Expression of cancer testis antigens (CTAs), including MAGE, NY-ESO-1 and SSX, is restricted to the germline, but these molecules are also broadly upregulated in various tumors.32 Expression of either/both NY-ESO-1 or/and MAGE-A4 has been observed in >50% of primary synovial sarcoma specimens, with NY-ESO-1 expression correlating with better 5-year overall survival rates.33 Varying degrees of NY-ESO-1 expression, and co-expression with MAGE-A4, has also been observed in myxoid LPS, osteosarcomas, pleomorphic LPS and chondrosarcomas34 highlighting CTAs as appealing targets for ACT in sarcoma.
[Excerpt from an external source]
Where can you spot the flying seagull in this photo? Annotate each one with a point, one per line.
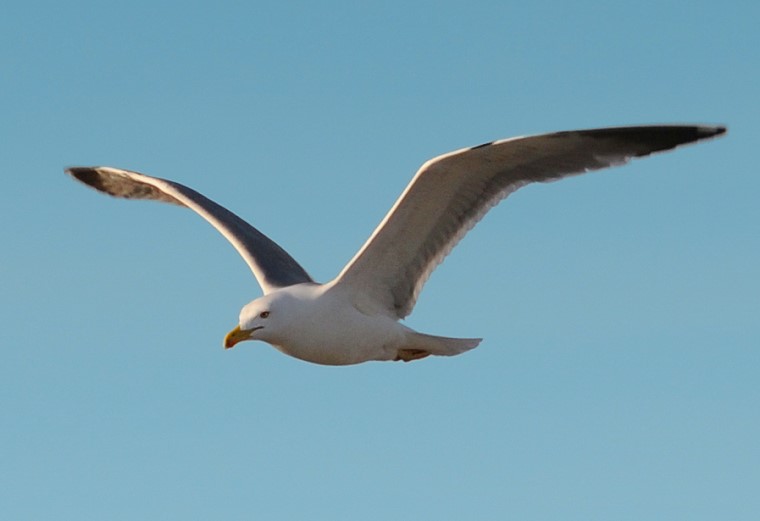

In a pilot trial, treatment with transgenic T cells targeting NY-ESO-1, in combination with interleukin (IL)-2, resulted in objective clinical responses in 60% of refractory synovial sarcoma patients,35 which was later corroborated in metastatic synovial sarcoma where treatment led to tumor regression in 50% of patients.36 Promisingly, patients expressing both low or high levels of NY-ESO-1 responded to therapy.37
CAR T Cells
Differently than TCRs, that can only recognize MHC class I restricted peptides, CARs can target any protein expressed on the surface of tumor cells, and are therefore a primary focus for ACT. The identification of tumor-specific antigens for CAR targeting has historically been a hurdle to the implementation of these therapies in solid tumors, but recent preclinical studies have identified promising targets in sarcoma, including GD2 expressed in human osteosarcoma, rhabdomyosarcoma (RMS) and EW sarcoma, B7-H3 (CD276) expressed in pediatric solid sarcomas, and Platelet-derived growth factor receptor α expressed in RMS and HER2-expressed in osteosarcoma (figure 1).38–43
However, the promising in vitro results showing that GD2-specific CAR T cells lysed GD2+ human sarcoma cell lines and patient-derived primary osteosarcoma tumor cells, have not been met with successful translation in preclinical models, where GD2-specific CAR T cells failed to control growth of xenograft tumor models.40 44 However, the administration of drugs that target MDSCs or the protumorigenic factor HFG increased the therapeutic efficacy of GD2-specific CAR T cells, suggesting that in sarcoma CAR T cells need additional help to overcome the barriers in the TME.40 45 To partially address this point, alternative effectors to T cells have been tested as recipients of the CAR vector, including cytokine induced killers cells, a heterogeneous population comprised of natural killer T cells (NKT), cytotoxic T cells and NK cells, which showed promising results in vitro and in vivo.46 47
The first CAR T cell therapy evaluated in sarcoma patients (16 osteosarcomas, 1 EW sarcoma) was a first generation HER2-targeting CAR. This phase I study showed safety and partial efficacy with 4/17 patients with stable disease for up to 14 months. CAR-T cells were detected in tumors of 2/2 patients examined, even if no radiologic complete responses were observed.48 To improve on these encouraging results, clinical studies are now evaluating targeting different antigens (eg, receptor tyrosine kinase-like orphan receptor 2, CD133, GD-2, Muc1 and CD117) and the use of second-generation, third-generation and fourth-generation CARs (NCT03618381, NCT03356782, NCT01953900).49 Ongoing ACT clinical trials using endogenous, transgenic or CAR T cells are listed in table 1.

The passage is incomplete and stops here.